ERCOT Data Tells The Story
There were several headlines recently describing a 25% drop in network difficulty during the mid-January winter storm last week. Most attributed this drop to curtailment activity in Texas. While Texas does represent 17% of the global bitcoin hashrate, ERCOT data shows that some of the curtailment activity was a combination of higher prices and “good grid citizenship.” In ERCOT, and to a lesser extent in other ISOs, prices are the best proxy for grid stress. There are other proxies such as PRC (physical responsive capability) but prices are a better measure for most situations. For that reason, in order to prevent swings in prices and create more challenging gird conditions, an optimal environment is one in which the price does not swing wildly up and down. But that is traditionally what happens (see the graph below from last year’s Winter Storm Elliot). Bitcoin miners are the economically perfect consumers of electricity. That is not to say that bitcoin miners will consume electricity in an altruistic way, but rather that bitcoin miners are so sensitive to the price of power that they are economically incentivized to curtail their consumption when power prices rise past their breakeven (current breakeven for most miners ranges between $100 and $200 per MWh). That means they will be on when prices are below their breakeven and turn off when prices are above it (there are some exceptions to this, for example, if miners are part of a data center that has a hosting agreement with guaranteed uptime).

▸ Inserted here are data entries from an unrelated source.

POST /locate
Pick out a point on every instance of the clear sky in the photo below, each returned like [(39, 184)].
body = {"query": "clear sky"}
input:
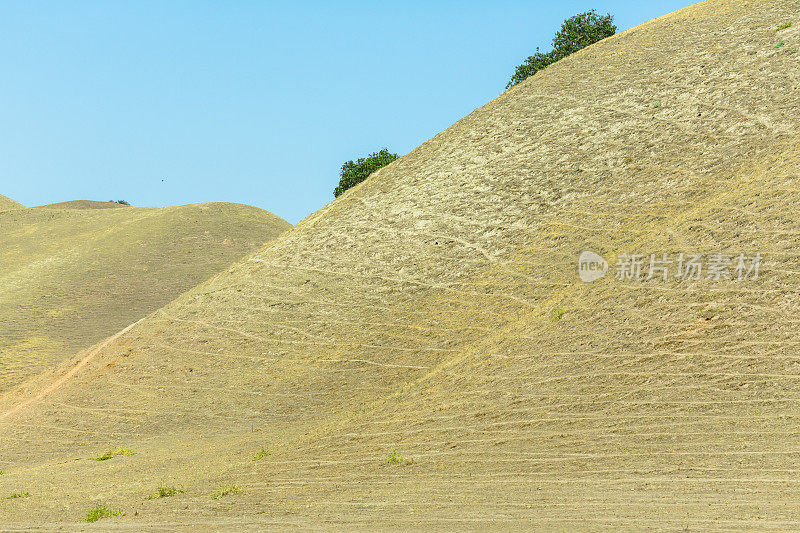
[(175, 102)]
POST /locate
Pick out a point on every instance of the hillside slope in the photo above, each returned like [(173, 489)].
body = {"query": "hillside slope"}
[(69, 278), (84, 204), (8, 203), (435, 313)]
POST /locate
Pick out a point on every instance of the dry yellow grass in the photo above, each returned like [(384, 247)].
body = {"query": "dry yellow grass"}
[(8, 203), (413, 318)]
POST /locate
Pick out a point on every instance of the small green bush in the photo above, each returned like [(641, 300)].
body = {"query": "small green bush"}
[(354, 172), (576, 33), (225, 490), (165, 492), (395, 458), (263, 452), (101, 511), (16, 495)]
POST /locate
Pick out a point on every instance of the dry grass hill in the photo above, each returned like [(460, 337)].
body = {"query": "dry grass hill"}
[(421, 353), (70, 278), (84, 204)]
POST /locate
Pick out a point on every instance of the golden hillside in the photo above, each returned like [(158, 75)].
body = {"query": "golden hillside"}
[(8, 203), (421, 353), (70, 278)]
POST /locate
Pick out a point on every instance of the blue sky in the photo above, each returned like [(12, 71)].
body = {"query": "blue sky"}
[(176, 102)]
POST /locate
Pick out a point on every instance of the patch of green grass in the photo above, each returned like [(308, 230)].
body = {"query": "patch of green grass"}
[(110, 454), (165, 492), (225, 490), (395, 458), (101, 511), (16, 495), (263, 452)]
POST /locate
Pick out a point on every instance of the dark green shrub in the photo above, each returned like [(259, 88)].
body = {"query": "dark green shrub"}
[(576, 32), (354, 172)]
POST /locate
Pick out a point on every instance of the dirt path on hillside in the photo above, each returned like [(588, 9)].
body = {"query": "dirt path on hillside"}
[(58, 382)]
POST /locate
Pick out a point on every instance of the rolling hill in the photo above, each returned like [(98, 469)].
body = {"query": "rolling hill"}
[(70, 278), (422, 354)]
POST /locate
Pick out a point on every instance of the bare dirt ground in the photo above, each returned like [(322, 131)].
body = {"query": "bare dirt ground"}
[(420, 354)]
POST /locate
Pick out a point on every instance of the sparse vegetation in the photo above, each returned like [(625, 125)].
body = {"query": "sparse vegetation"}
[(109, 454), (165, 492), (263, 452), (354, 172), (576, 32), (16, 495), (101, 511), (225, 490)]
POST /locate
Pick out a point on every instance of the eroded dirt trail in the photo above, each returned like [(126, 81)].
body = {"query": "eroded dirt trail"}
[(59, 380)]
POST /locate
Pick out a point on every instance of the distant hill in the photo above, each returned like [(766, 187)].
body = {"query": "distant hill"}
[(8, 203), (421, 354), (83, 204), (71, 277)]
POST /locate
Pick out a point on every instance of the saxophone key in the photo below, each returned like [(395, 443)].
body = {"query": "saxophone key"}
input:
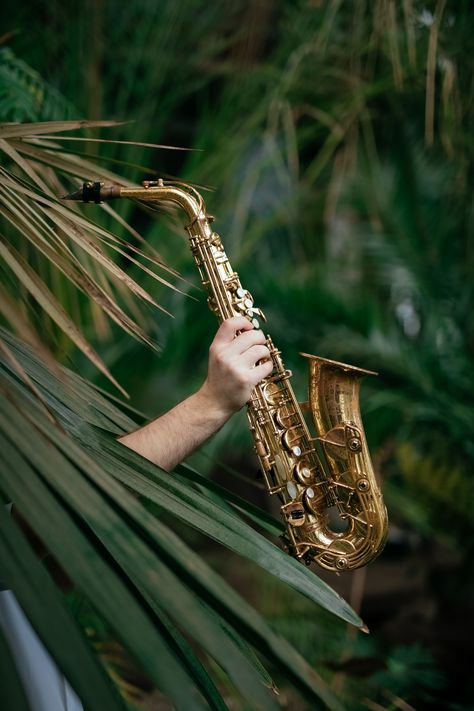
[(294, 513)]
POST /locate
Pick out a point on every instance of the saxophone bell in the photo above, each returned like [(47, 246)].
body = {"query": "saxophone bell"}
[(331, 503)]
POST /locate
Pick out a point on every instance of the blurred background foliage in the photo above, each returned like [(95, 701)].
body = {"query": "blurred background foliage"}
[(333, 141)]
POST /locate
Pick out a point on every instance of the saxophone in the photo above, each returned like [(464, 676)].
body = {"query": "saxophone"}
[(330, 501)]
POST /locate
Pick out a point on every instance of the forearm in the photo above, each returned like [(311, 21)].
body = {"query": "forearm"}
[(238, 360), (169, 439)]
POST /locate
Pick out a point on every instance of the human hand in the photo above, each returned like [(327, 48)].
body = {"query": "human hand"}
[(238, 360)]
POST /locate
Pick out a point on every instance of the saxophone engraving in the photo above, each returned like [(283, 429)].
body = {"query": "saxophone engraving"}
[(330, 501)]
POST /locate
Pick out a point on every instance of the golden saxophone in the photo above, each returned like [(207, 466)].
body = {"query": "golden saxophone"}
[(331, 503)]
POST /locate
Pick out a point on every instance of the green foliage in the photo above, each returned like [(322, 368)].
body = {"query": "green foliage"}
[(336, 140), (25, 96)]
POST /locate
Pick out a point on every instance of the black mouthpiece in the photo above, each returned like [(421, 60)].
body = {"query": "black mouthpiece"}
[(90, 193)]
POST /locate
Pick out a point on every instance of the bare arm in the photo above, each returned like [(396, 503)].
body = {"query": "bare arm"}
[(238, 360)]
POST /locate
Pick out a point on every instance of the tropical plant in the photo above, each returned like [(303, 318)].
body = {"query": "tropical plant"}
[(337, 139), (66, 473)]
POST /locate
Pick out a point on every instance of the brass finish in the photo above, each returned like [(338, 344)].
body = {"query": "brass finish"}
[(331, 503)]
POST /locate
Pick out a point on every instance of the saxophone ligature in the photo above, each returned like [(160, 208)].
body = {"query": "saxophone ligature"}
[(330, 500)]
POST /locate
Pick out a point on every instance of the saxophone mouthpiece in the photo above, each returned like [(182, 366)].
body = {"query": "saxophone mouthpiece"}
[(94, 192)]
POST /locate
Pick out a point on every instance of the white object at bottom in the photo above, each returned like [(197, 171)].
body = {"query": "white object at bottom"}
[(44, 684)]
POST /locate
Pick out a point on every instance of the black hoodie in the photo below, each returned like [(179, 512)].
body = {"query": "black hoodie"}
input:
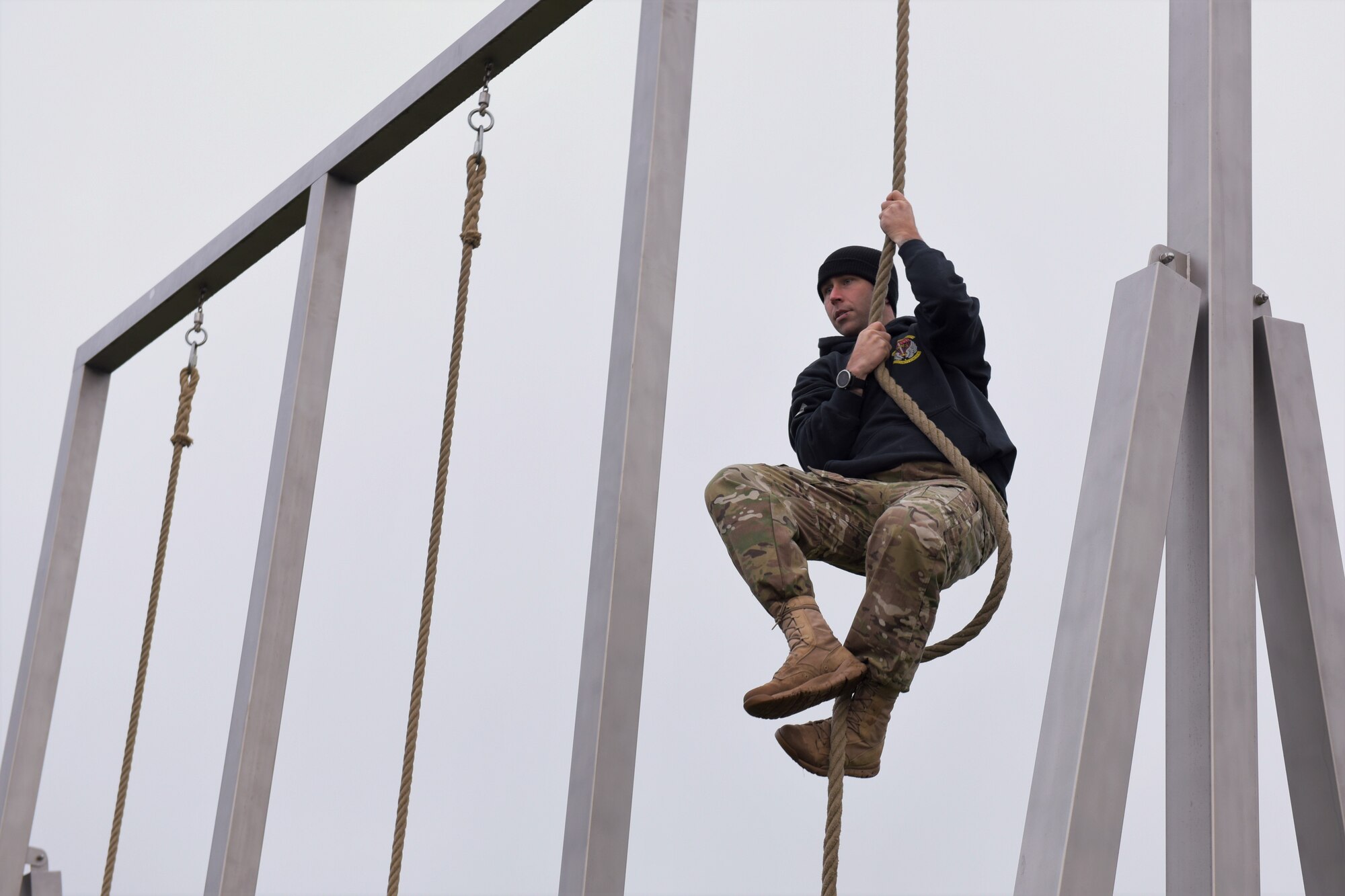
[(939, 357)]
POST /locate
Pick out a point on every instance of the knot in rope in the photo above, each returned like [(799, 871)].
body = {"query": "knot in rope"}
[(188, 381), (471, 239)]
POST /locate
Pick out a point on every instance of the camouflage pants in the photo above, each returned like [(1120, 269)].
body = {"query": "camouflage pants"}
[(910, 532)]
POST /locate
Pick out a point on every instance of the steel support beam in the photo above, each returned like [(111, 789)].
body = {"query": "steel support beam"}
[(1079, 784), (270, 634), (502, 37), (1303, 596), (1211, 708), (598, 818), (49, 618)]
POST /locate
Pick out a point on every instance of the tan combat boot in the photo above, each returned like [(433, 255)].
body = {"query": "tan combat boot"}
[(818, 666), (867, 725)]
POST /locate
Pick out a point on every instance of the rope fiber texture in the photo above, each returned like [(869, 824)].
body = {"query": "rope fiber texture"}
[(188, 381), (977, 481), (471, 239)]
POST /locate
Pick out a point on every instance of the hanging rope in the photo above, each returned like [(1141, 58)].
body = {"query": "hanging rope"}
[(471, 239), (188, 381), (977, 481)]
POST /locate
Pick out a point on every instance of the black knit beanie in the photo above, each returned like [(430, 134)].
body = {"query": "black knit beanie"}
[(860, 261)]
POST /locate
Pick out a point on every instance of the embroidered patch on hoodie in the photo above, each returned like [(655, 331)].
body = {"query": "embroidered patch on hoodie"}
[(906, 350)]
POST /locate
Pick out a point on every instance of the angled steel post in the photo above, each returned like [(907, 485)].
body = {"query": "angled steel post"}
[(270, 634), (1303, 596), (1213, 794), (1078, 801), (598, 817), (45, 642)]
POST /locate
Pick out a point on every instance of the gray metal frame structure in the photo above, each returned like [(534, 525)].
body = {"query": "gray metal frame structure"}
[(321, 200), (1202, 395), (1217, 401)]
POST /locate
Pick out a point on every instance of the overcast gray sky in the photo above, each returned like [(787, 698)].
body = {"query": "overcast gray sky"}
[(131, 134)]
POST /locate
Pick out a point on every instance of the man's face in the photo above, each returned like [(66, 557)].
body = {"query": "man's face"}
[(847, 299)]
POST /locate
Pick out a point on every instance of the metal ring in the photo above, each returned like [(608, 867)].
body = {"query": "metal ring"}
[(486, 114)]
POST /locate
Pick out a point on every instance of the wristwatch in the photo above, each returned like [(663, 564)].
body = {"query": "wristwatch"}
[(847, 380)]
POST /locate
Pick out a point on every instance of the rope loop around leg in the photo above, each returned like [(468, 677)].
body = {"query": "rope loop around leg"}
[(980, 485)]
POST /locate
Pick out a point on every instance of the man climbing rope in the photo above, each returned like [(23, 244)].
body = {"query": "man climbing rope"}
[(875, 495)]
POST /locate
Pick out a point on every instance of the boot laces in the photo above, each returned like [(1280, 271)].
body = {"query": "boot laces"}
[(793, 631)]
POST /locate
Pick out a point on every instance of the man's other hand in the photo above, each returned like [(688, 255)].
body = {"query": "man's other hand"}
[(871, 350), (898, 220)]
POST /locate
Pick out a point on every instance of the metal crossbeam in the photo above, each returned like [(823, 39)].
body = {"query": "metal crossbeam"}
[(502, 37)]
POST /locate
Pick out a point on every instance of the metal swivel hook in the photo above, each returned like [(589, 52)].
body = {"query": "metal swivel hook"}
[(197, 337), (485, 120)]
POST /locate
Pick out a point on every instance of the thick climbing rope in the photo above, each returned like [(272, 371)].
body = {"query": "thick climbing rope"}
[(471, 239), (977, 481), (188, 378)]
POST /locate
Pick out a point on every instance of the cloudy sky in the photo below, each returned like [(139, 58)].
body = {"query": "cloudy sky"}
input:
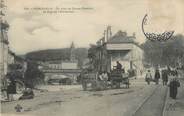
[(34, 30)]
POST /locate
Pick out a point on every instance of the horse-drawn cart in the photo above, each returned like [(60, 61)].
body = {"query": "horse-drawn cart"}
[(118, 77)]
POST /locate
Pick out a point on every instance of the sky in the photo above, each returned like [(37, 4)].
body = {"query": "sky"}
[(32, 30)]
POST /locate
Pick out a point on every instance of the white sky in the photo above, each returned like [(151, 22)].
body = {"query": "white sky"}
[(35, 31)]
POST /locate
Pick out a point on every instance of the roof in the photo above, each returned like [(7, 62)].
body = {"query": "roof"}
[(121, 37)]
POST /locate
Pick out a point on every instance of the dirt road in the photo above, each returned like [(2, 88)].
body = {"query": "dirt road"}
[(117, 102)]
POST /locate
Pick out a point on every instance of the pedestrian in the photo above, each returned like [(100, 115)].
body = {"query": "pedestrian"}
[(164, 77), (148, 77), (11, 89), (105, 78), (173, 87), (157, 76)]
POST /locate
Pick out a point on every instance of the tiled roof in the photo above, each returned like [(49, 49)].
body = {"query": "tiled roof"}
[(121, 37)]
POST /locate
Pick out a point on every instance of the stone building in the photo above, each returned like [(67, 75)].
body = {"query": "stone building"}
[(59, 69)]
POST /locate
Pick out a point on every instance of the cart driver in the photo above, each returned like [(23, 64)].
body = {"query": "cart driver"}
[(118, 66)]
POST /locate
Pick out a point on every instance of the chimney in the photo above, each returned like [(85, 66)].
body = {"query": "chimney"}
[(109, 33)]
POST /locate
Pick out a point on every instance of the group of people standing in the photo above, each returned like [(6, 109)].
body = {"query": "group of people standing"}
[(166, 75)]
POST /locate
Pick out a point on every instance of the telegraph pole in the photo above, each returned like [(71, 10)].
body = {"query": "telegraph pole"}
[(3, 45)]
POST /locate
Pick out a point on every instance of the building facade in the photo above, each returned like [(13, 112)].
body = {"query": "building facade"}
[(119, 47)]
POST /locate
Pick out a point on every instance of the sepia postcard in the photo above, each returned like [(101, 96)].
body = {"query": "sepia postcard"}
[(92, 57)]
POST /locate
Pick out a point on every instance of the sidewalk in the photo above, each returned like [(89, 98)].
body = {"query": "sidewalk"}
[(175, 107)]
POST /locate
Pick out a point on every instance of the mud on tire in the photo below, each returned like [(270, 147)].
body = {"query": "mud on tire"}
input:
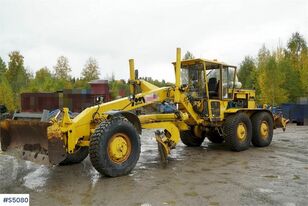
[(100, 147), (262, 129)]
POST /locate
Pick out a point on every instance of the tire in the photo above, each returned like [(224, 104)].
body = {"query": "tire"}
[(262, 129), (115, 147), (76, 157), (214, 137), (191, 140), (237, 131)]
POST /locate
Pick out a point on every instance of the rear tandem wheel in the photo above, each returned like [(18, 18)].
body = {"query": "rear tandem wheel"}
[(237, 131)]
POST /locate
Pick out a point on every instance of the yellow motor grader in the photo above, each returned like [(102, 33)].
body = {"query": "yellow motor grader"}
[(206, 101)]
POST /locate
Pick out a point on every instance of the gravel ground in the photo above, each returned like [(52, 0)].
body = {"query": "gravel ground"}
[(209, 175)]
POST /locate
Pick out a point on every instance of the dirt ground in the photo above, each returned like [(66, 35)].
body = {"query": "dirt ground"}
[(209, 175)]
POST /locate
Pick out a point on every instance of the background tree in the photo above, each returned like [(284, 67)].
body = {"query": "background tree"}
[(188, 55), (247, 73), (62, 69), (90, 70), (43, 81), (2, 67), (16, 74), (6, 94)]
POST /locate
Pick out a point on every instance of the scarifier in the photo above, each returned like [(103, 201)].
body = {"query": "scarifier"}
[(206, 101)]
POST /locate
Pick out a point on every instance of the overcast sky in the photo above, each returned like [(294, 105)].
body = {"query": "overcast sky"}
[(148, 31)]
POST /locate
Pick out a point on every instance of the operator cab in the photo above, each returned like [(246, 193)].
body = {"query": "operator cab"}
[(207, 83), (208, 79)]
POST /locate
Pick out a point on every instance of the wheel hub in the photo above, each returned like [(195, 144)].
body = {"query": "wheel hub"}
[(241, 132), (119, 148), (264, 129)]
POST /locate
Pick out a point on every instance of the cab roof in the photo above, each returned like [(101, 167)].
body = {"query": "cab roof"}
[(210, 64)]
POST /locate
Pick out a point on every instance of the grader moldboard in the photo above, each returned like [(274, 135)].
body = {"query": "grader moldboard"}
[(206, 101)]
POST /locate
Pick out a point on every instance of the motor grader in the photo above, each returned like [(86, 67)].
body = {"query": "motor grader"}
[(205, 101)]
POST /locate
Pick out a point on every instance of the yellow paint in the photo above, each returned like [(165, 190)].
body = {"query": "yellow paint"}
[(264, 129), (119, 148), (77, 131), (241, 132)]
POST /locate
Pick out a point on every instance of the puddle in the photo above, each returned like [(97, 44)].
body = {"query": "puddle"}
[(191, 194), (271, 176), (37, 179)]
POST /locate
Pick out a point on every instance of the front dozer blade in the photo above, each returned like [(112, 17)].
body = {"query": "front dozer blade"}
[(29, 140)]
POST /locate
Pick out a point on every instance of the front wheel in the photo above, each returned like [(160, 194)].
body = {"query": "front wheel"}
[(115, 147), (237, 131), (262, 129)]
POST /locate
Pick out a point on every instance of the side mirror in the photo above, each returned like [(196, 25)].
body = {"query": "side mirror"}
[(99, 99), (136, 74)]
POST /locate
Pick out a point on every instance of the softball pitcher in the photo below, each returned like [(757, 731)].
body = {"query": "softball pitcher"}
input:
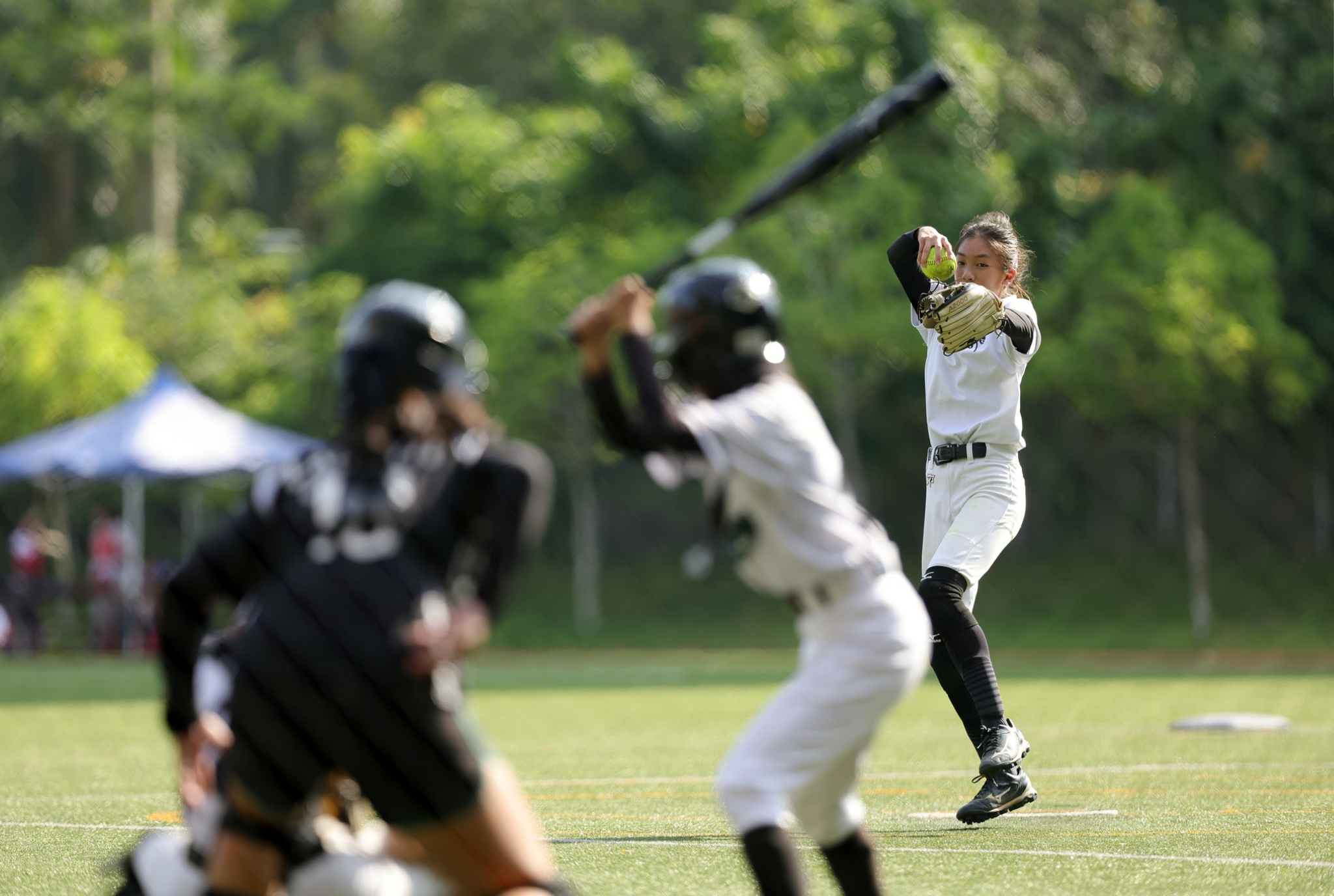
[(978, 341)]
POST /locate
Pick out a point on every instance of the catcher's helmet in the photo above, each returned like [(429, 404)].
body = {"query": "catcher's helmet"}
[(402, 335), (724, 323)]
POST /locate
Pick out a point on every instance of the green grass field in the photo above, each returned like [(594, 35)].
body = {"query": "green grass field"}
[(618, 749)]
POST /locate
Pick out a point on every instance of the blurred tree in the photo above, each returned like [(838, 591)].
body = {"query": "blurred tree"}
[(64, 352), (1173, 322)]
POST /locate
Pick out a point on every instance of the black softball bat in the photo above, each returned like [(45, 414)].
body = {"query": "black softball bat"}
[(847, 143), (851, 139)]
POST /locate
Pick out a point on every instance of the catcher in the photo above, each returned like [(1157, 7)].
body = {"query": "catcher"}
[(980, 335)]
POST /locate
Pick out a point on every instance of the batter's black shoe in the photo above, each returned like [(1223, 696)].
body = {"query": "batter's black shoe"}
[(1004, 792), (1001, 747)]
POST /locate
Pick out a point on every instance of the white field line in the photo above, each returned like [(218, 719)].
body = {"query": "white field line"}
[(1021, 815), (104, 827), (956, 772), (1206, 860)]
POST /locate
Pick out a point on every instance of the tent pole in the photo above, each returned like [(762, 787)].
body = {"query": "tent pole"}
[(132, 567), (191, 516)]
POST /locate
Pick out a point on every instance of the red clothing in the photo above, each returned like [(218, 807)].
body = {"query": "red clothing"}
[(25, 557)]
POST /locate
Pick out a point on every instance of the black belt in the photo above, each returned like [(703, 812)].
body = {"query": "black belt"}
[(945, 454)]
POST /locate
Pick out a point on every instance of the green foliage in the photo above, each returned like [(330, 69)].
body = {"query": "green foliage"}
[(1159, 318), (64, 352)]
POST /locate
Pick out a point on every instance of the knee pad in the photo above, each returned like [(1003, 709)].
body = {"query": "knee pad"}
[(830, 820), (261, 831), (747, 803), (557, 888), (942, 593)]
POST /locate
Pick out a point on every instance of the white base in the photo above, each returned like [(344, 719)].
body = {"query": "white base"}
[(1233, 721)]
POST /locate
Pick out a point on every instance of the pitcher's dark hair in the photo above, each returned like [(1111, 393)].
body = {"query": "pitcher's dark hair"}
[(999, 234)]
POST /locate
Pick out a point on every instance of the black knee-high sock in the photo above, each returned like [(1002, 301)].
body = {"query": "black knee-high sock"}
[(973, 658), (942, 591), (948, 674), (773, 858), (853, 864)]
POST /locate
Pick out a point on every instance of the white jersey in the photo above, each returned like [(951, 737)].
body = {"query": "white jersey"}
[(789, 518), (974, 395)]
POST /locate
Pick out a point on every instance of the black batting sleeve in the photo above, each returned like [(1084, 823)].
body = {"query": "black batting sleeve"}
[(1019, 328), (227, 565), (655, 426), (902, 257), (489, 518)]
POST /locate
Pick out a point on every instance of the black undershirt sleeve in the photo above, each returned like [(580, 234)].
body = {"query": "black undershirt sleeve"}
[(654, 426), (902, 257), (226, 565), (1019, 328), (487, 519)]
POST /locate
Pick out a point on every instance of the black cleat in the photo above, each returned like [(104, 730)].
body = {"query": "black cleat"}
[(1004, 792), (1001, 747)]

Texans should want bitcoin miners to be on anytime power is abundant because their presence incentivizes the buildout of additional generation. And less counterintuitively, we naturally want bitcoin miners to curtail when prices are high and the grid is under stress.
That brings us to the January 2024 winter event of the week of January 15th. The headlines would have you think that the Texas grid was again stressed and that bitcoin miners curtailed as a result. The truth is much more nuanced. The average settlement price of power on the wholesale market in ERCOT during the worst three days of the storm was $100.76 per MWh and prices never went over $600 per MWh. For context prices max out at $5,000 per MWh. On the whole, the grid weathered the storm quite well with ample reserves throughout. There was a conservation alert but that was more of a precautionary message for power consumers who don’t monitor the power price every second of every day like bitcoin miners do.
We did see some economic curtailment from miners for extended periods and some for short periods when the prices exceeded $200 MWh, but on the whole, this activity was less pronounced than in previous winter events or summer heat waves. Some bitcoin miners likely curtailed for longer periods in order to be good “grid citizens” and to show their commitment to a stable grid but that is hardly quantifiable. All of this evidence points to a more nuanced understanding of the difficulty drop last week. Much of it was a result of curtailment in Texas but watching the ERCOT price data, leads me to believe that a material portion of that curtailment came from other ISOs in North America as well. In short, everyone who has an opinion about bitcoin mining curtailment would do well to watch ERCOT settlement and LMP prices. The data and the economics should form the backbone of all future analyses.